Coming into the week, the snowpack around NorCal had already dipped to paltry numbers, with the Eastern Sierra seeing 6-12 percent of its annual snowpack, and the Norther Sierra/Trinity down to 7-17 percent. This week’s heat could be the final blow to the remaining snow.
“The snowpack over the Sierra is rather paltry, averaging only 12 percent of normal as of yesterday,” said the National Weather Service in Hanford. “Much if not all of that snow will melt during the next 7 days as temperatures warm to well above normal.”
While reservoirs around NorCal still have much of their water, it will be an ongoing struggle during the rest of the water year to keep them replenished.

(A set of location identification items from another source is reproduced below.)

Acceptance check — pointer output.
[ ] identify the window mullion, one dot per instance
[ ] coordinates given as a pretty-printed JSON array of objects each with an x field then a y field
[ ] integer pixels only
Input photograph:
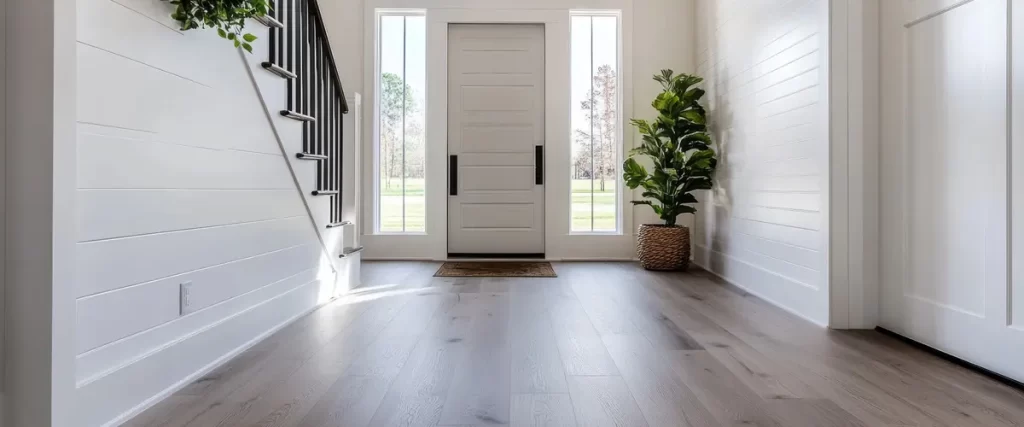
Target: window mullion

The snowpack has been on the mind of officials since the disappointing snow surveys from California Department of Water Resources this spring. A May snow survey in the Sierra revealed a snowpack of just 6 percent of average.
“This year we’re probably going to have one of the 10 worst snowpacks in California history,” said DWR spokesman Chris Orrock to KQED.
California’s weather variability has been on full display this water year. Dry conditions in October and November were followed by precipitation in December that measured 120 percent of average. Very dry conditions returned to much of the state in January and February, with March and April storms leading to the snowpack peaking at just 66 percent of average on April 9.